Добавить в цитаты Настройки чтения

Страница 15 из 22



Для таких условий жизни те, кого мы считаем слабыми, приспособлены так же хорошо, как и сильные. Да в сущности они уже не могли считаться слабыми. Они были даже лучше приспособлены к такой жизни, нежели сильные, так как сильных подтачивала не имеющая выхода энергия, которая в них накоплялась.

Я не сомневался, что изумительная красота зданий, окружающих меня, была последним проявлением той энергии человечества, которая становилась уже бесцельной и ненужной после того, как, наконец, была достигнута человечеством полная гармония условий существования, и после этой победы наступил окончательный мир.
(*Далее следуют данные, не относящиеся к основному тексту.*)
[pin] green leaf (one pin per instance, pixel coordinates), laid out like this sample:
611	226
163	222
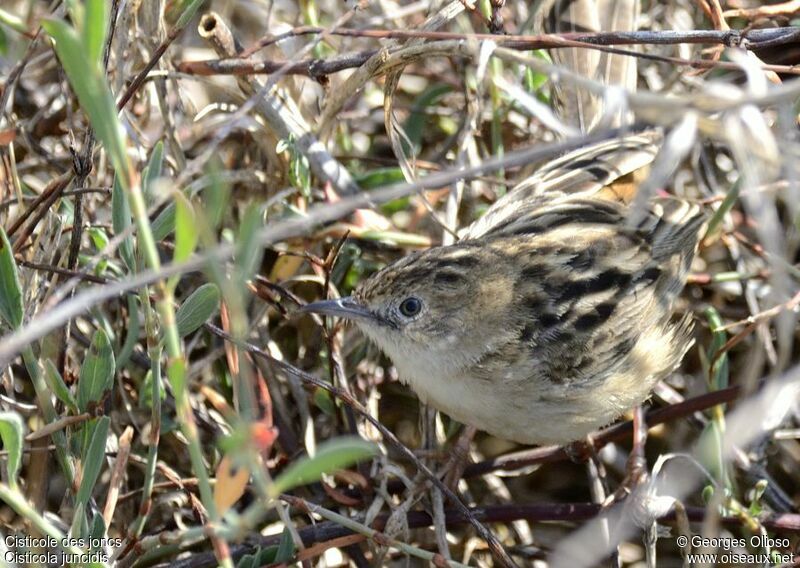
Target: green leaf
11	308
132	330
331	456
94	30
98	236
152	172
12	21
186	234
79	527
197	309
380	177
248	250
164	224
89	83
97	371
92	460
286	547
12	432
53	379
98	531
417	120
121	220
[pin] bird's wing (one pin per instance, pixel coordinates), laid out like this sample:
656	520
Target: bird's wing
587	274
596	171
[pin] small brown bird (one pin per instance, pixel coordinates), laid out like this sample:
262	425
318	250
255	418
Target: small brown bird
553	314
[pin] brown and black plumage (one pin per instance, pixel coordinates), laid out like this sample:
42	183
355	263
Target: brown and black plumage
554	312
552	315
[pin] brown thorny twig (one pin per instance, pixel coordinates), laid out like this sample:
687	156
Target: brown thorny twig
318	68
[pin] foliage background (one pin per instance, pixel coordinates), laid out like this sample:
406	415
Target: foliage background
198	169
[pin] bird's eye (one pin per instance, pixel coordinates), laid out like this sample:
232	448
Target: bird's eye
410	306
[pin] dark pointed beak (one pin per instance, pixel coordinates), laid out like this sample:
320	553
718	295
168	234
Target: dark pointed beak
346	308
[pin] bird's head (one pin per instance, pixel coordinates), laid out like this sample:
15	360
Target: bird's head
432	311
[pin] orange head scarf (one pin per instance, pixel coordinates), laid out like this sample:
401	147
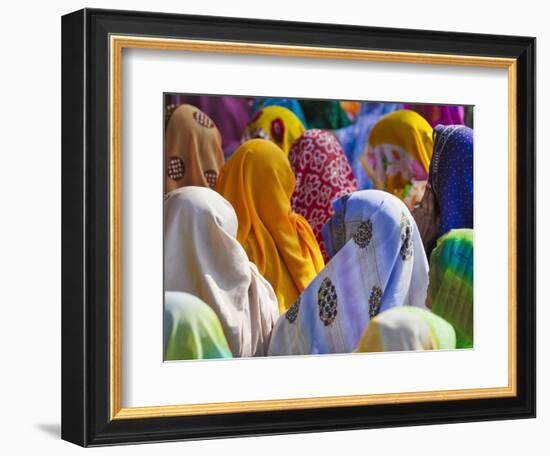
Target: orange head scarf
398	155
258	181
276	123
193	149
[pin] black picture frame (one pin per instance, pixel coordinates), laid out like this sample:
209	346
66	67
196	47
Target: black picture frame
85	227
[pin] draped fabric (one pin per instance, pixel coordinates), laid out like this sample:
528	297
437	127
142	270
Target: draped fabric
277	124
381	265
450	293
452	176
407	328
324	114
354	137
192	329
230	114
291	104
398	155
202	257
323	174
258	181
193	152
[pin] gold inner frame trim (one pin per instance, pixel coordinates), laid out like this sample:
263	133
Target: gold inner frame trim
117	44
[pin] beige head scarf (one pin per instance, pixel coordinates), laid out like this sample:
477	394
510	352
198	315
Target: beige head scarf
193	149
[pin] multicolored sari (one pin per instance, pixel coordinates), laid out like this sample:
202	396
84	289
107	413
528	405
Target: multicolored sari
398	155
381	264
192	149
258	181
450	294
192	329
407	328
323	174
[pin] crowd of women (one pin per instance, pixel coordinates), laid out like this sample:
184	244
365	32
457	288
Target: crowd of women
297	227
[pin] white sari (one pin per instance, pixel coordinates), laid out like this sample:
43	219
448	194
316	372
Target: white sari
378	263
203	257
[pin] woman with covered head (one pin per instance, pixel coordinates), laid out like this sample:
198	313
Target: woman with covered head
448	202
192	149
258	181
398	154
192	330
203	257
407	328
323	174
451	293
276	124
378	263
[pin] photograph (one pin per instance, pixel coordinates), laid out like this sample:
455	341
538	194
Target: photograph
300	227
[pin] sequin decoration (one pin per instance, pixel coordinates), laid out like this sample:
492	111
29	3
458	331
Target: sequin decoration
327	301
203	120
363	235
406	238
257	133
211	178
292	312
277	130
374	301
176	168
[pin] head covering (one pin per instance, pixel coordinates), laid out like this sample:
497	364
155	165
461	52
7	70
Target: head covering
407	328
452	176
258	181
439	114
355	136
325	114
277	124
230	114
289	103
323	174
192	150
382	265
450	293
192	329
202	257
398	155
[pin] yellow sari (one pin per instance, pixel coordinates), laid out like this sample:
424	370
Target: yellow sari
397	157
258	181
277	124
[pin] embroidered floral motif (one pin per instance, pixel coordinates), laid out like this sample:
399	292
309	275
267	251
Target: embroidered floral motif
211	178
374	301
327	301
176	168
363	235
277	130
292	312
203	120
406	238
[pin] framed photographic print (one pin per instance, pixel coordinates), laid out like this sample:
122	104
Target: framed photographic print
280	227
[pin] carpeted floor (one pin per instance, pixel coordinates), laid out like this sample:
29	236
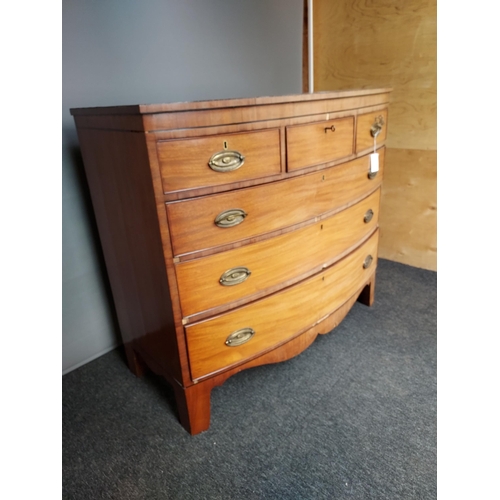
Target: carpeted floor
352	417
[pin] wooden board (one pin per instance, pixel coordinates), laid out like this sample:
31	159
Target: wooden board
408	215
393	44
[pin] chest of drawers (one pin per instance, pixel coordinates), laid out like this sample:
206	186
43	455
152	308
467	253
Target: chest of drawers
234	231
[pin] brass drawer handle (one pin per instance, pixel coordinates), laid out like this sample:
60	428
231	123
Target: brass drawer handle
376	128
226	161
368	216
235	276
230	218
240	337
368	262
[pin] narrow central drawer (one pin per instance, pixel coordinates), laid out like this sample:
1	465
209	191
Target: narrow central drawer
317	143
220	159
237	336
230	276
261	209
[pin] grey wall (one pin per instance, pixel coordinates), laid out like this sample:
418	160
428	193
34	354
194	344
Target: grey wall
138	52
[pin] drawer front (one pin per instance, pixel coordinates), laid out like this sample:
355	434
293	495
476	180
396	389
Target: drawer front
253	269
268	207
216	160
317	143
278	317
364	137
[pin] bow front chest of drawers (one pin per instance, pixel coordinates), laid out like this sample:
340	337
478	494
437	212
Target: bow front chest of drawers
234	231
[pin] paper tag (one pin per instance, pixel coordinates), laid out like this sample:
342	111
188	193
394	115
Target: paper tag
374	162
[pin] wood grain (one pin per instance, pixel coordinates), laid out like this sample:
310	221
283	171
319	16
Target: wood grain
391	44
184	163
287	203
408	213
194	405
117	168
277	317
301	253
318	143
303	234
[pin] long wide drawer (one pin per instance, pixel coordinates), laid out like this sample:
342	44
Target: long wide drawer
220	159
236	274
262	209
232	338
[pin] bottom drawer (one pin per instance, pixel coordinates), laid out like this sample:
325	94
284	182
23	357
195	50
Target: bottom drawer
232	338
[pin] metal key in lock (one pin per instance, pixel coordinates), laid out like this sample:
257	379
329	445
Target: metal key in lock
376	128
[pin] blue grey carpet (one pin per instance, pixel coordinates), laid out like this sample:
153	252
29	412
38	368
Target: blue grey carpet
352	417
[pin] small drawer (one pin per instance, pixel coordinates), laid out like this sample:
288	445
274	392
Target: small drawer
232	338
316	143
216	160
238	274
364	135
225	218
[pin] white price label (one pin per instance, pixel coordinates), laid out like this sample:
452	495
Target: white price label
374	162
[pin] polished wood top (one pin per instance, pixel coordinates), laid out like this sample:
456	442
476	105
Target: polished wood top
139	109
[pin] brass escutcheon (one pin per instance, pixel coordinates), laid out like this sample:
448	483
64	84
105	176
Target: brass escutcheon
230	218
226	161
240	337
368	216
235	276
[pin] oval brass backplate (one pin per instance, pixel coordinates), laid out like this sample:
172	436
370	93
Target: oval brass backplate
226	161
368	215
235	276
240	337
368	262
230	218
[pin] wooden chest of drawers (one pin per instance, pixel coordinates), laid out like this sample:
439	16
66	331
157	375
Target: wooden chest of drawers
234	231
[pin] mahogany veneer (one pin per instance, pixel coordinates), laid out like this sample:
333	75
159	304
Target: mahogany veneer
234	231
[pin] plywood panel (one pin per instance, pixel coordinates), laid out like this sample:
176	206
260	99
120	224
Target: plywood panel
408	222
391	44
360	44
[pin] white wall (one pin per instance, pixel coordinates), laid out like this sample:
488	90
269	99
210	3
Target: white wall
138	52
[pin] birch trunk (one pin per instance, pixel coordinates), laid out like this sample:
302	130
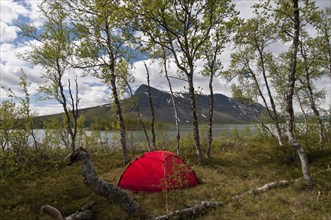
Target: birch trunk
289	113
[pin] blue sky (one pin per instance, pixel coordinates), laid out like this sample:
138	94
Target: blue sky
92	91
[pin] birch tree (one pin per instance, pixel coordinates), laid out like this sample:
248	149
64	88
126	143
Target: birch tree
102	45
52	52
182	27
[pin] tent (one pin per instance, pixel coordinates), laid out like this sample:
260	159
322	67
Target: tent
157	171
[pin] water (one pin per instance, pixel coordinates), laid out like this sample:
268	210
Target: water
138	138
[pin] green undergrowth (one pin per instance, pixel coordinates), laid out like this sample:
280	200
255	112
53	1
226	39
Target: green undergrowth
236	166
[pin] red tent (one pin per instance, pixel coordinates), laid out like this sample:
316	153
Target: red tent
156	171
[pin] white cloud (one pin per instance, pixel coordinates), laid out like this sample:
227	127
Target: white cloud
10	11
8	33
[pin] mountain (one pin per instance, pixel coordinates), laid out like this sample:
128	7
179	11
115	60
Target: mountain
226	109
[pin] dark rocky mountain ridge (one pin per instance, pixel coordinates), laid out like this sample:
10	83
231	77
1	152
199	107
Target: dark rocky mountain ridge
226	109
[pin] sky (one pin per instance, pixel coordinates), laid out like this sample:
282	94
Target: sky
92	91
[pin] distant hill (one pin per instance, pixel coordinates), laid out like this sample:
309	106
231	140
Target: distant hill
226	109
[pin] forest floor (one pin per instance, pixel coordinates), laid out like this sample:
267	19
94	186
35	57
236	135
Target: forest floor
236	166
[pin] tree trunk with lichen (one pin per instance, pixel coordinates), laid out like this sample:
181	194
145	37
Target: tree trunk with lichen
289	112
113	193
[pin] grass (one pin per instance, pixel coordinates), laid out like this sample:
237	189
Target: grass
236	166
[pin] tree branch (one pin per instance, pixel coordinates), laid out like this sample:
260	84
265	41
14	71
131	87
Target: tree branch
113	193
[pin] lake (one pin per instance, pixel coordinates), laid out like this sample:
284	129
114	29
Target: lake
137	137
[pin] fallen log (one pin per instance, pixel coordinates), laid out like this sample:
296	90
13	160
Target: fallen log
120	197
84	213
264	188
204	206
192	211
113	193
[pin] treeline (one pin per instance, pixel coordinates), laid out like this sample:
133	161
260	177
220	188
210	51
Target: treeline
277	56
Такова неизбежная участь энергии в условиях полной безопасности и обеспеченности жизни. Она ищет приложения в искусстве, в художественной области, а затем наступают бессилие и упадок…

Но даже и это артистическое побуждение должно было исчезнуть и уже исчезло в то время, которое было перед моими глазами. Украшать себя цветами, танцевать и петь – вот все, что осталось от этого стремления. В конце концов и это должно было постепенно ослабеть и завершиться полным бездействием. Труд и необходимость служат для нас точилом, на котором изощряются наши силы и способности, и мне кажется, что здесь это ненавистное точило было наконец сломано!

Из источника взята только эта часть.